Consequently one might surmise that the atmosphere these days at Gulfstream Park must be a corporate coupling of 1) doom, and 1A) gloom. But that‘s not the reality here.
Morale is better than I have seen it in the years since the “new” Gulfstream opened in 2006. That’s because this meet’s been a success even if some 50-1 shot makes a Grade 1 joke of Saturday’s Florida Derby.
And it’s because they’re writing the business story of Gulfstream 2009 in black ink.
With help from Mother Nature, Gulfstream has been bucking all the national trends. On-track handle is up 7 percent and all-sources is higher by almost 4. With good weather projected for Saturday, those numbers could increase.
Signature races are no guarantor of box office success Despite good weather that produced an attendance rise of 4 percent, on-track handle at Turfway Park’s Lanes End program was down seven percent. All-sources handle on 12 races was down an alarming 26 percent.
So it wasn’t surprising when Gulfstream Park President and General Manager Bill Murphy had spring in his step when he walked into the track kitchen. Murphy was on his way to a weekly meeting management conducts with the horsemen every Wednesday morning.
“Everybody’s happy with it,” Murphy said. “I think it’s really helped.”

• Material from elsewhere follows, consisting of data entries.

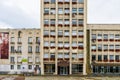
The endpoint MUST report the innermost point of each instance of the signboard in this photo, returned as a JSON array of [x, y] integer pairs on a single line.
[[4, 45]]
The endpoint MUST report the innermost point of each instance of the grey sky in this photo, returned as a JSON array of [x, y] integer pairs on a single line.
[[26, 13]]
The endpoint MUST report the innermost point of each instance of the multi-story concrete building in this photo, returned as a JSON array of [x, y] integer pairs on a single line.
[[104, 48], [19, 50], [63, 37]]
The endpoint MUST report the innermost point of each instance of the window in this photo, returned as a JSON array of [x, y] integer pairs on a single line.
[[111, 57], [99, 36], [18, 67], [52, 1], [49, 68], [30, 39], [66, 55], [74, 55], [77, 68], [46, 10], [99, 57], [52, 55], [60, 32], [52, 21], [66, 44], [19, 39], [80, 32], [60, 44], [19, 49], [105, 57], [117, 57], [74, 32], [74, 44], [37, 40], [105, 47], [67, 21], [46, 21], [93, 47], [80, 21], [12, 59], [12, 49], [19, 59], [52, 43], [81, 1], [11, 67], [46, 55], [74, 21], [46, 43], [52, 32], [29, 49], [93, 57], [111, 46], [67, 11], [12, 39], [60, 21], [93, 36], [37, 59], [60, 55], [99, 46], [117, 36], [111, 36], [80, 55], [66, 33], [80, 44], [60, 11], [46, 32], [52, 11], [74, 10], [80, 10], [29, 66], [105, 36], [37, 49], [30, 59]]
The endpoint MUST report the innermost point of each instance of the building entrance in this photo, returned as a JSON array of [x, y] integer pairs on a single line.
[[63, 67]]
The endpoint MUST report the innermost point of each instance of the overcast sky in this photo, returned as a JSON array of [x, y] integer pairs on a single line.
[[26, 13]]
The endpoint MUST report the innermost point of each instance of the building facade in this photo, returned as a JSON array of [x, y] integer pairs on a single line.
[[104, 48], [63, 33], [22, 50]]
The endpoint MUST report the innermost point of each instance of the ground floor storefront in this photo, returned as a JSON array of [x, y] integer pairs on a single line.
[[106, 69], [63, 69]]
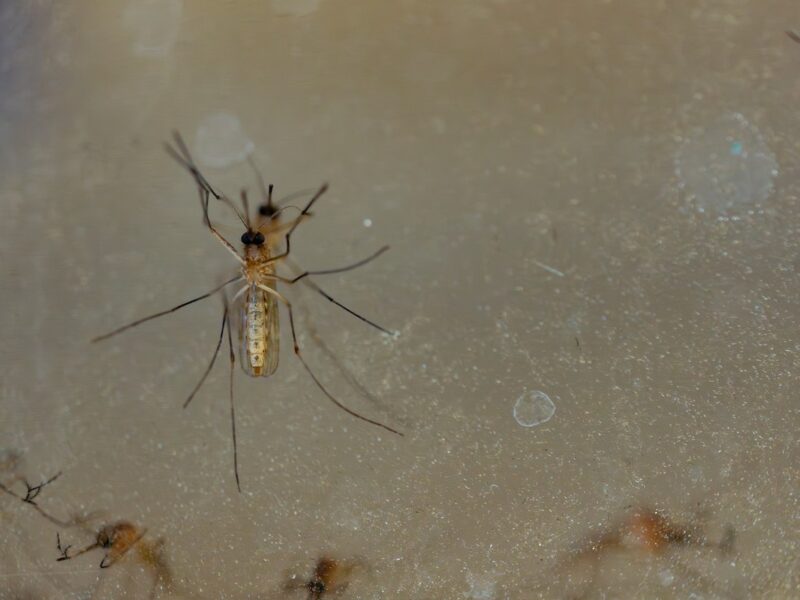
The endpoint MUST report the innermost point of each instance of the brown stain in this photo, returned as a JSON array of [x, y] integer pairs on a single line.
[[118, 539], [330, 577]]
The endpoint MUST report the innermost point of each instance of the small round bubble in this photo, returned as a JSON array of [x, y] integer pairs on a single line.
[[533, 408]]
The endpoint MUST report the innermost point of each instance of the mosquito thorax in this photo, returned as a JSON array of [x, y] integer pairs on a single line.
[[267, 210], [252, 238]]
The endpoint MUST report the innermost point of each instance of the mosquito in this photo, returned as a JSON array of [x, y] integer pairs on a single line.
[[253, 308]]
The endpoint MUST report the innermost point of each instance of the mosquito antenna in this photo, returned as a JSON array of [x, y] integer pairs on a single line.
[[164, 312], [266, 193], [184, 158], [297, 194], [297, 222], [355, 265], [213, 359], [230, 395]]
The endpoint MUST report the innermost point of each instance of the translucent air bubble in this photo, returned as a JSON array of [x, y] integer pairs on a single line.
[[533, 408]]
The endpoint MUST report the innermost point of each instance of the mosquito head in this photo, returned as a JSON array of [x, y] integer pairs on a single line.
[[252, 238], [267, 210]]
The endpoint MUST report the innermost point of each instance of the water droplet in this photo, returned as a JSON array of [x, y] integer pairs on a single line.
[[533, 408], [726, 166], [220, 141]]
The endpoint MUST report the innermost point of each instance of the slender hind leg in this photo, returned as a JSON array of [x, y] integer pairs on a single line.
[[213, 358], [232, 357], [297, 353]]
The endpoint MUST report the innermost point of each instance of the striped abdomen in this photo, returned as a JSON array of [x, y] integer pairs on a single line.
[[258, 335]]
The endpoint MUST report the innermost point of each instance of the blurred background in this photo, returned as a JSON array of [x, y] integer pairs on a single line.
[[592, 209]]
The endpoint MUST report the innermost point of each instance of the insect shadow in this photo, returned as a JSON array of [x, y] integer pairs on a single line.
[[253, 308]]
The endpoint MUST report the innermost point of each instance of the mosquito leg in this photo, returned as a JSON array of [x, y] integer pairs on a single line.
[[320, 291], [297, 222], [165, 312], [233, 411], [30, 496], [64, 550], [184, 158], [213, 359], [228, 246], [349, 411], [355, 265]]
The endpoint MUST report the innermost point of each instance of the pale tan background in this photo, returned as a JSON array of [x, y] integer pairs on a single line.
[[620, 172]]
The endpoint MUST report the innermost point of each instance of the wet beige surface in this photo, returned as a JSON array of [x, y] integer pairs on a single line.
[[594, 200]]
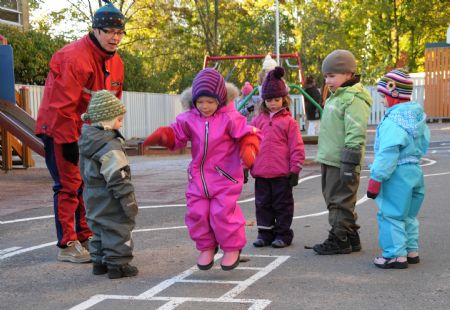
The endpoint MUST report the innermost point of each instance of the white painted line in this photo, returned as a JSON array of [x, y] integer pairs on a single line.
[[162, 206], [210, 281], [142, 207], [246, 283], [157, 229], [173, 302], [8, 250], [25, 250], [310, 215], [360, 201], [27, 219]]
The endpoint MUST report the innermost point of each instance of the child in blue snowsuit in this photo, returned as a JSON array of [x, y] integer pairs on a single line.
[[396, 178]]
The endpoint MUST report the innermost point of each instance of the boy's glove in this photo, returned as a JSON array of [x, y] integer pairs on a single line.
[[373, 189], [163, 136], [129, 205], [245, 176], [293, 179], [349, 160], [249, 149], [70, 152]]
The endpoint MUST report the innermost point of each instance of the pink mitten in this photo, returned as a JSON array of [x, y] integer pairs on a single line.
[[249, 149], [163, 136]]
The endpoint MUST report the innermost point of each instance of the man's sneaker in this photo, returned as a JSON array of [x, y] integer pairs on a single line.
[[85, 243], [333, 246], [355, 242], [120, 271], [74, 252], [99, 269]]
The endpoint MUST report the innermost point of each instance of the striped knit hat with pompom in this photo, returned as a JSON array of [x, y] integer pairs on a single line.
[[104, 106], [209, 83], [396, 84]]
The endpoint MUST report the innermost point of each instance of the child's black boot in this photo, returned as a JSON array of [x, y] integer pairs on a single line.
[[333, 246], [355, 242], [99, 269], [120, 271]]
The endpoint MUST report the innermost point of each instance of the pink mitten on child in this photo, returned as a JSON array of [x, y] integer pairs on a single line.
[[163, 136], [249, 149], [373, 189]]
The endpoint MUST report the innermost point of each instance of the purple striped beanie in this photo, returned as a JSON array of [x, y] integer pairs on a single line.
[[396, 84], [209, 83]]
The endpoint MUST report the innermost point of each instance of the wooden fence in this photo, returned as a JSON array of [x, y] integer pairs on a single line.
[[437, 80], [147, 111]]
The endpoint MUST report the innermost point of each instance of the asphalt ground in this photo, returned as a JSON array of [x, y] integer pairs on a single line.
[[290, 278]]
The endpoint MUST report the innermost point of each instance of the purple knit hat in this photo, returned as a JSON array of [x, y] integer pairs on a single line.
[[273, 85], [209, 83], [396, 84]]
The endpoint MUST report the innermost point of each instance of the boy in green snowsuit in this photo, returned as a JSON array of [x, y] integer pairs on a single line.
[[342, 141]]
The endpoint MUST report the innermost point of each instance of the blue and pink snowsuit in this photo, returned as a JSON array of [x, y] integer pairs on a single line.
[[215, 176], [402, 139]]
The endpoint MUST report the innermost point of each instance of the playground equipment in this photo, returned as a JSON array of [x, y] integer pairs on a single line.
[[16, 125], [286, 58]]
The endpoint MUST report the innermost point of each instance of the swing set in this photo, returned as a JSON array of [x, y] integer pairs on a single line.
[[286, 57]]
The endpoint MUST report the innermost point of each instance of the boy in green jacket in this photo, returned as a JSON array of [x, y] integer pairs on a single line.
[[342, 141]]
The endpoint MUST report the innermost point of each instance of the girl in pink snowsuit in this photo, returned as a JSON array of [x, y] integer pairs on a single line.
[[220, 138]]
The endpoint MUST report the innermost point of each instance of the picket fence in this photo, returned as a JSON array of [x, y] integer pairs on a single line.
[[148, 111]]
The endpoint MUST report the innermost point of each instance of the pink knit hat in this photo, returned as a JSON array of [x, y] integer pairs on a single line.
[[208, 82], [273, 85], [246, 89]]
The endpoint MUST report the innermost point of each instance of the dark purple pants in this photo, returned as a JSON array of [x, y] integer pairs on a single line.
[[274, 209]]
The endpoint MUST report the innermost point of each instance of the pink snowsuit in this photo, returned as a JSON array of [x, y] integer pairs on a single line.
[[215, 176]]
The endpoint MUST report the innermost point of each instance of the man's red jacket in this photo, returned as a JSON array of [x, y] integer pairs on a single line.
[[76, 70]]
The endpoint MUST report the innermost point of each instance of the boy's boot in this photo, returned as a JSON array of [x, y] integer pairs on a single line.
[[120, 271], [74, 252], [355, 242], [333, 246], [99, 269]]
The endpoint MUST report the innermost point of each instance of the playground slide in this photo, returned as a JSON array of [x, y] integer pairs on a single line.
[[21, 125]]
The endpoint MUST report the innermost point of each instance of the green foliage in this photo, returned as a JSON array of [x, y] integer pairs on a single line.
[[167, 40], [32, 53]]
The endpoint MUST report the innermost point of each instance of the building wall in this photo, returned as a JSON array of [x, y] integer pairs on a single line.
[[16, 13]]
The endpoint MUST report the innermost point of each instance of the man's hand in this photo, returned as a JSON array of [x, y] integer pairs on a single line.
[[70, 152]]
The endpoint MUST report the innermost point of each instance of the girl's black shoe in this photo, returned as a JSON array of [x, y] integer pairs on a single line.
[[234, 265], [208, 266]]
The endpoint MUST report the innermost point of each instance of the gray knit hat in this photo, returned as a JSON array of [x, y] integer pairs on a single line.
[[104, 106], [339, 61]]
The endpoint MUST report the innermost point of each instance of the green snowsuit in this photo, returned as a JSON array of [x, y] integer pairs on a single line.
[[108, 195], [343, 125]]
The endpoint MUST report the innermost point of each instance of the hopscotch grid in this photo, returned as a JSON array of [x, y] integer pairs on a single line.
[[173, 302], [210, 281], [301, 180]]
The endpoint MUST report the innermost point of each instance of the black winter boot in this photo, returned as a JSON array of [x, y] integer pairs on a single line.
[[333, 246], [120, 271], [355, 242], [99, 269]]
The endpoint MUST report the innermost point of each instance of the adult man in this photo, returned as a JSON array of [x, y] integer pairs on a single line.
[[76, 71]]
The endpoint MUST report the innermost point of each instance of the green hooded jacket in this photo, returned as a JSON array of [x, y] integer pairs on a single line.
[[344, 124]]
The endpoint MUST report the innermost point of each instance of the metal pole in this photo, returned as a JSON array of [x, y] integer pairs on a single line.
[[277, 26]]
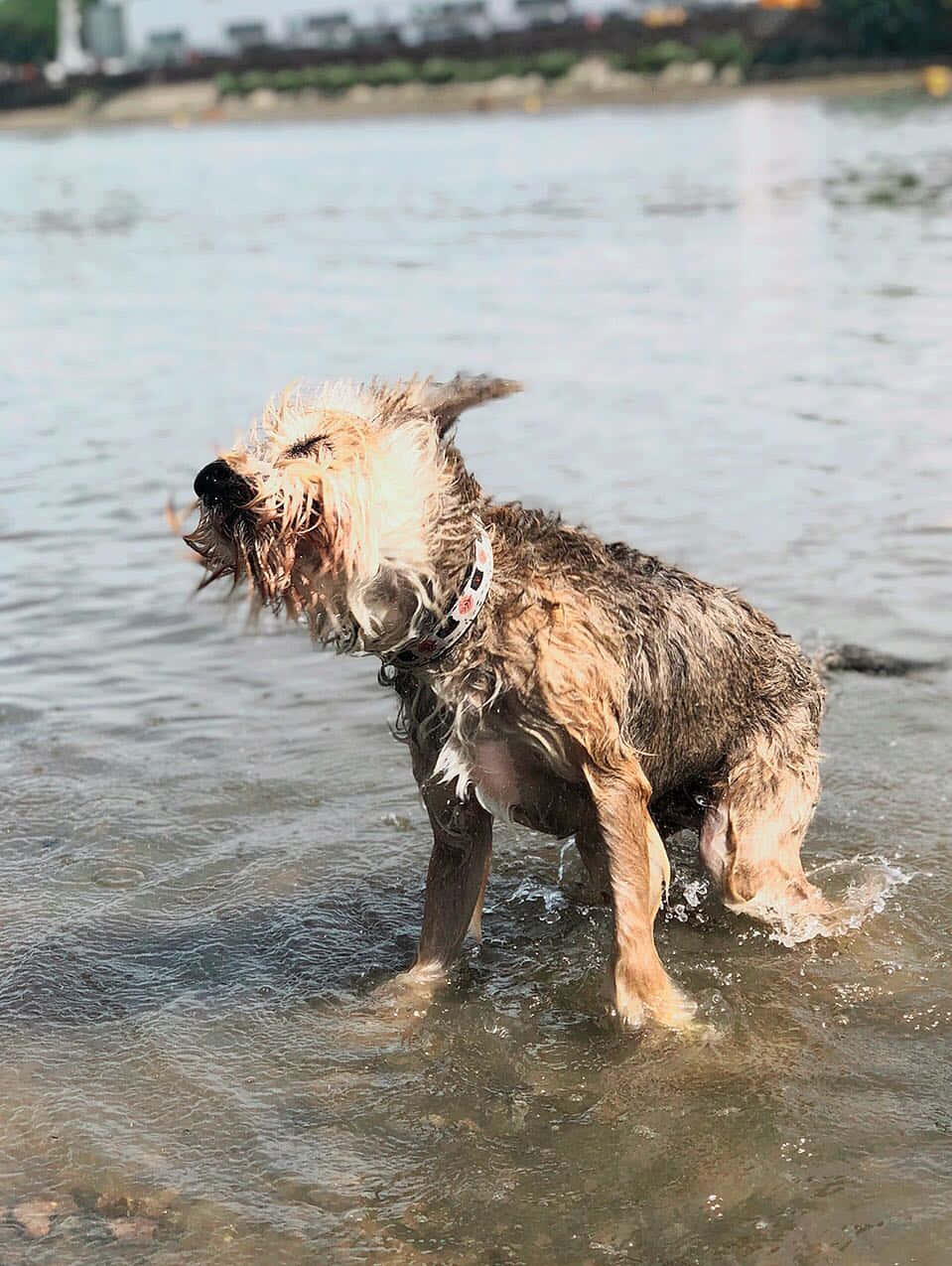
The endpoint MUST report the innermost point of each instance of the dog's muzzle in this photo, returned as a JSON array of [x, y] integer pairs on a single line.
[[217, 484]]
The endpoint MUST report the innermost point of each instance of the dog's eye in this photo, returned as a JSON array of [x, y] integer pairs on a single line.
[[305, 447]]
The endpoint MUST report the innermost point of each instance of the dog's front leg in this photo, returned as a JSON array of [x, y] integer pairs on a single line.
[[638, 871], [456, 879]]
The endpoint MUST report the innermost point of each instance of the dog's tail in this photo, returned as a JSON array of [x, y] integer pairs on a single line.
[[860, 658], [447, 400]]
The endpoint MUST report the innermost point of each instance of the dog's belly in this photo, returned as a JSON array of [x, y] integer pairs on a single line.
[[511, 783]]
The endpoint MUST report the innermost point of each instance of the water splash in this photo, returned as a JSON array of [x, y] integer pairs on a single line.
[[865, 885]]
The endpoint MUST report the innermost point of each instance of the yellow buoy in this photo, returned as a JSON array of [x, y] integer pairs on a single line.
[[937, 79]]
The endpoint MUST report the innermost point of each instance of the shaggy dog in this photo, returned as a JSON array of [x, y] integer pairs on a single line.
[[578, 687]]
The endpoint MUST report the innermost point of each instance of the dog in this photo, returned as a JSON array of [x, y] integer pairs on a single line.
[[579, 687]]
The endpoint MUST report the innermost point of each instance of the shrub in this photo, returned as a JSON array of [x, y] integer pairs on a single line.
[[438, 70], [656, 58], [228, 85], [555, 65], [478, 71], [514, 65], [334, 79], [730, 50], [387, 73], [286, 81], [252, 79]]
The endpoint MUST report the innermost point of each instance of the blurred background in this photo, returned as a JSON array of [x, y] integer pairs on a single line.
[[716, 245]]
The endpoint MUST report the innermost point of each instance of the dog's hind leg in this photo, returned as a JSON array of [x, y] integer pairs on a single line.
[[638, 873], [456, 879], [750, 841]]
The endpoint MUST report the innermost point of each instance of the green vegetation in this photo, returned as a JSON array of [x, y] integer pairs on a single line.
[[555, 65], [730, 50], [335, 78], [653, 59], [883, 27]]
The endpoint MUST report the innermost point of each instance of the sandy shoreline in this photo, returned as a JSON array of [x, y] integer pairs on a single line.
[[198, 102]]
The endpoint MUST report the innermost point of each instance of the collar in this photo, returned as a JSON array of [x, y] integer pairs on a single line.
[[440, 633]]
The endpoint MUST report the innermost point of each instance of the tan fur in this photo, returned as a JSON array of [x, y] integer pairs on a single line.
[[598, 693]]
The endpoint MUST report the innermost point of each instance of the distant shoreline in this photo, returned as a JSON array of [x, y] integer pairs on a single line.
[[182, 105]]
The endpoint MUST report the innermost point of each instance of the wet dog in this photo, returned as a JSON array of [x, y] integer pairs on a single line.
[[579, 687]]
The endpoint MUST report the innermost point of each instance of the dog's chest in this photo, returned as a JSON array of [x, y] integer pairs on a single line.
[[497, 776]]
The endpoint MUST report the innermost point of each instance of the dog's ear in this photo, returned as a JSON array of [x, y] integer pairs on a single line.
[[445, 401]]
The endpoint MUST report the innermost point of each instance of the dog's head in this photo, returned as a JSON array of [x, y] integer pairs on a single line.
[[345, 504]]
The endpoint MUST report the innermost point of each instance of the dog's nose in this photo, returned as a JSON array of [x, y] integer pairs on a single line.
[[217, 484]]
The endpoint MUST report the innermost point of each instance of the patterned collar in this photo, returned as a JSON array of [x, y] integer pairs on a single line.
[[441, 633]]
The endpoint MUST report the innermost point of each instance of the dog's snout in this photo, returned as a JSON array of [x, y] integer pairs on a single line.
[[216, 484]]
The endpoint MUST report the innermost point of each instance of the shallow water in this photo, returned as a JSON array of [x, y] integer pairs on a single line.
[[210, 848]]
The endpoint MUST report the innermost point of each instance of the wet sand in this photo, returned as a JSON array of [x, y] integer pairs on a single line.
[[197, 102]]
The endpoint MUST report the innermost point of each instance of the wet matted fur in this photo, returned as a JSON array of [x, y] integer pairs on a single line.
[[601, 693]]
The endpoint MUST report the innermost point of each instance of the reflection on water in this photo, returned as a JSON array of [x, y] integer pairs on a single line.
[[210, 850]]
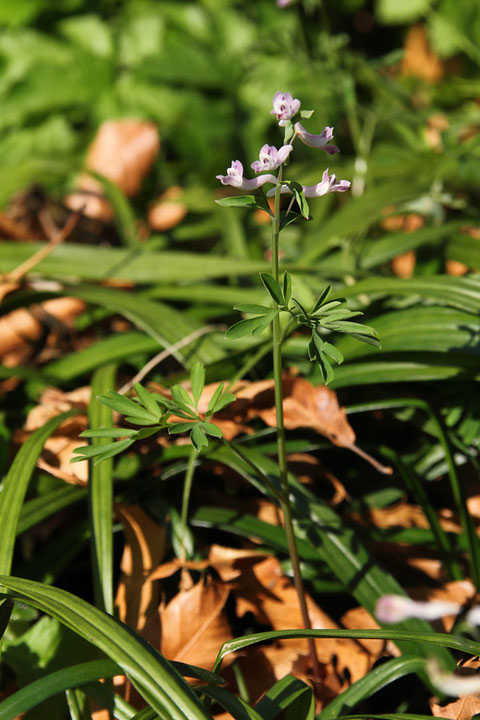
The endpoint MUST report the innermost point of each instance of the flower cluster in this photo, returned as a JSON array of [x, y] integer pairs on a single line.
[[285, 107]]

At 58, Murphy been a racetracker for 45 years, getting baptized as a hot walker at Washington Park in his native Chicago at the ripe age of 13. He’s pretty much done it all ever since.
The Vietnam vet was track superintendent at Hialeah, the general manager at Thistledown in Cleveland. He dresses with casual Friday style and carries his work to and from home in a backpack. He doesn’t look like he’d be happy doing anything else.
Turning the Fountain of Youth back to a one-turn mile is an obvious example of how common sense decisions can prove popular at the entry box and at the wickets. Rocket science this ain’t.
Two of the three Florida Derby favorites, Quality Road and Theregoesjojo, comprised the Fountain of Youth exacta.
Gulfstream is doing well in other areas, too. Poker room business is up, out-handling the slots. Slots business is healthier than it’s been in recent years.
Credit management for bringing in a new slots manager, Steve Calabro, who recognized that the machines in use were not well suited to Gulfstream’s needs. At the time they were considered the worst in the market.
Calabro must have found the right mix. Slots business is up 10 percent over last year while Gulfstream’s two major competitors, Mardi Gras Race Track and Gaming, the greyhound track, and Isle Racing and Casino at Pompano Park harness, are down 14 and 25 percent, respectively.
But racing remains Gulfstream‘s core business. “It bothers me when people say Frank [Stronach] cares more about casinos than racing. He’s heard the criticisms and he‘s responded. People wanted more outside seating; that’s the reason for the Tiki Bar.
“Next year more seats will be added. We’re increasing the existing seating area by extending the traditional box area outward over the apron.
“Between the living quarters for backstretch workers with air conditioning and terraces and Palm Meadows, it’s been state of the art all the way. And he’s leading owner or leading breeder every year.”
Chances are the trend will continue in 2010. “In our first year, slots revenues didn’t meet unrealistic projections and purses were overpaid in 2007. [Consequently] 2008 was a correction year. Because we’ve done well this year, our payments are down which means purses will be increased in 2010.”
For horsemen and the track, it’s all about purses, of course. Purses were underpaid last year; quality suffered. Wags were calling the meet “Calder at Gulfstream.” On balance, quality is back to Gulfstream standards and likely to be better in 2010.
And it’s not like racing is getting help from the state of Florida. Because of accords made with Native American tribes, the tracks have been placed in an untenable position long term..
“I don’t know how we compete with the Seminole Hard Rock when they pay no taxes, no purses, and are allowed to have table games.” According to Murphy, the effective tax rate for racetracks with slots is a blended 70 percent.
But legislative help might be on the way. On Tuesday a Florida Senate committee introduced legislation to allow blackjack and baccarat at Gulfstream and Calder, permitting the Seminole Tribe to keep those games, the payback being that the Seminoles also would get roulette and card tables.
Yesterday, a separate bill called for upgraded slot machines to be installed at existing pari-mutuel facilities in all other state counties. A third gaming bill would fix the tax rate at pari-mutuel venues getting upgraded slots at 35 percent while reducing taxes on existing machines at Gulfstream and Calder from 50 percent to 35.
Essentially, this is a Senate response to a pact made between Gov. Charlie Crist and the Seminole Tribe permitting blackjack and baccarat, forms of gambling not presently legal in Florida. The accord came with an upfront payment of $100 million from the Seminoles to the state.
Another House committee, meanwhile, is considering legislation that would replace the Crist-Seminole accord.
Taking it all in context, between the increased purses slated for 2010, the expected completion of the upscale shopping complex on the grounds, things suddenly are looking up for Gulfstream Park after its very rocky start.
What it will all mean after next month’s bankruptcy hearing is another matter entirely.